A declaração talvez soe como novidade algo chocante
à atual geração poncho-e-conga (obrigado, Telmo Martino), aliás bem mais
ignorante e estúpida do que as suas anteriores. Mas é o tipo de fala recorrente
na boca de Lula.
Há dezessete anos, o jornalista Ali Kamel publicou
uma compilação das frases do chefão petista, então em segundo mandato
presidencial, intitulada Dicionário Lula — um presidente exposto por suas
próprias palavras. As frases de Lula são de uma primarismo intelectual na qual
os seus adoradores recusam-se a acreditar, obviamente. Mas o primarismo é
revelador também do caráter do homem.
Veja-se o verbete “Esquerda”, muito ilustrativo.

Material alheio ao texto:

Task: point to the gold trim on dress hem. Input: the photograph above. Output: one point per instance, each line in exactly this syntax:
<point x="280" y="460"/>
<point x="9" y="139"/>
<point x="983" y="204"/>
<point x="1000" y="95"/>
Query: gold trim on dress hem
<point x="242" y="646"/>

Em 2006, na entrega de um prêmio para o empreendedor
do ano, que reunia capitalistas, o chefão petista disse:
“Passei vinte e poucos anos criticando o Delfim
Netto, e agora o Delfim Netto é meu amigo e eu sou amigo dele. E por que eu
estou dizendo isso? Porque eu acho que é a evolução da espécie humana. Quem é
mais de direita vai ficando mais de centro, quem é mais de esquerda vai ficando
social-democrata, menos à esquerda, e as coisas vão confluindo de acordo com a
quantidade de cabelos brancos que você vai tendo e de acordo com a
responsabilidade que você tem, não tem outro jeito. Se você conhecer uma pessoa
muito idosa de esquerda, é porque ela está com problema. Se conhecer uma pessoa
muito nova de direita, também está com problema.”

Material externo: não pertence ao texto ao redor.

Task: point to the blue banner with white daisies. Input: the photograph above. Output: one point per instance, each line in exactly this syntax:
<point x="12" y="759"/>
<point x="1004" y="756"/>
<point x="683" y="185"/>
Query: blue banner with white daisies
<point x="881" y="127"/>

“Embora tenha sido eleito presidente do Brasil,
tenho a nítida noção do que a nossa vitória representa de esperança, não apenas
aqui dentro, mas para a esquerda em todo o mundo e, sobretudo, para a esquerda
da América Latina.”
Voltando a 2006, em conversa com jornalistas, a fala
de Lula foi:
“Se você perguntar para mim se eu sou de esquerda,
eu vou dizer: ‘Eu sou torneiro mecânico de profissão e católico por opção
religiosa, e corintiano por opção futebolística.’ Eu acho que, se ser de
esquerda é defender as coisas que eu defendo na área social, eu sou de
esquerda. Mas o governo não é um governo de esquerda, o governo é um governo que
governa em função da correlação da força política na sociedade, com forte
inclinação para o atendimento das demandas sociais, que é para isso que o povo
me elegeu, e eu, portanto, fico feliz.”
Finalmente, em 2007, em entrevista a um programa da
TV americana, ele se felicitou:
“Sem nenhuma falta de modéstia, durante um tempo eu
fui o melhor dirigente sindical brasileiro. Depois, criei o partido político
mais importante da esquerda na América Latina e, em 20 anos, cheguei à
Presidência da República.”
Os comunistas do Partidão nunca acreditaram que Lula
fosse esquerdista. Pelo contrário, achavam até que ele e o PT serviram ao
propósito da ditadura militar, nos seus estertores, de dividir a esquerda
brasileira.
A questão é que, se um sujeito se finge de louco o
tempo todo, anda com louco e tem discurso de louco, ele só pode ser considerado
louco, mesmo que afirme o contrário — até porque nunca se viu louco dizendo que
é louco.
Da mesma forma, não dá para deixar de considerar
Lula de esquerda, uma vez que ele construiu a sua carreira política fingindo
ser de esquerda o tempo inteiro, cercando-se de gente de esquerda e adotando um
discurso de esquerda, modulado segundo a plateia.
Na sua essência, deixemos acertado que Lula é apenas
um oportunista que pegou carona na convicção que lhe abria caminho naquele
momento histórico da década de 1970. Um oportunista à esquerda.